L’illusion de la hausse des prix
Les résultats de l’enquête montrent une nette différence de perception selon les catégories socioprofessionnelles. Les ménages aisés et les propriétaires restent moins pessimistes (51 % et 58 % respectivement) par rapport aux catégories populaires et aux locataires, qui sont 67 % et 66 % à se montrer inquiets.
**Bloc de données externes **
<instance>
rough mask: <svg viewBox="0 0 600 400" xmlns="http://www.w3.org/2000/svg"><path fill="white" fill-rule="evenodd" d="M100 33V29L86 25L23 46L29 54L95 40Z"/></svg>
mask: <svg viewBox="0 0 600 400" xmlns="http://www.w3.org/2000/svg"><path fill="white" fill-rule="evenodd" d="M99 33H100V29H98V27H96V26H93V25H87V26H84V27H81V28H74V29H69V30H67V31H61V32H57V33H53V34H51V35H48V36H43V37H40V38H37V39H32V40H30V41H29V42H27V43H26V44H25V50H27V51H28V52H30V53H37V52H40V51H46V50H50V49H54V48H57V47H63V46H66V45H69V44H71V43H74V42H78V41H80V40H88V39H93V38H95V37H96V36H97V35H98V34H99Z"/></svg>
Les jeunes, en particulier les 25-34 ans, sont également plus confiants (48 %) comparés aux plus âgés, notamment les 64 ans et plus, dont 64 % sont pessimistes.
Malgré une baisse réelle des prix de l’immobilier (-2,8 % sur un an selon SeLoger), la majorité des Français continue de croire que les prix augmentent. Cette perception erronée est observée dans toutes les zones géographiques : 57 % des sondés pensent que les prix augmentent encore dans les grandes métropoles, 55 % dans l’agglomération parisienne et 46 % dans les petites et moyennes villes.
La principale barrière à l’accès à la propriété demeure le coût élevé de l’immobilier, suivi par l’insuffisance de l’apport personnel et la baisse du pouvoir d’achat due à l’inflation.
Un accès au financement immobilier toujours difficile
Même si les taux d’intérêt ont commencé à diminuer, la perception négative de l’accès au crédit persiste. Environ 87 % des répondants estiment que les banques sont plus exigeantes pour accorder des crédits, un chiffre en légère baisse par rapport à l’année précédente. De plus, 80 % des sondés trouvent que les délais pour obtenir un prêt se sont allongés et 70 % pensent que les taux d’intérêt continuent d’augmenter.
Cependant, Ludovic Huzieux, cofondateur d’Artémis courtage, nuance cette perception : « Toutes les banques prêtent à nouveau, avec des objectifs ambitieux, et le délai d’obtention d’un prêt est devenu normal, autour de 90 jours en moyenne. » Il souligne également que les taux d’intérêt moyens des crédits ont reculé sous la barre des 4 % depuis avril 2024. nn« La diminution des taux devrait probablement se poursuivre au second semestre », anticipe Ludovic Huzieux, prévoyant une stabilisation autour de 3,5 % pour les excellents dossiers. Pour rétablir la confiance des ménages, Artémis courtage estime qu’une baisse plus marquée des prix immobiliers serait nécessaire, bien que ce processus puisse prendre du temps.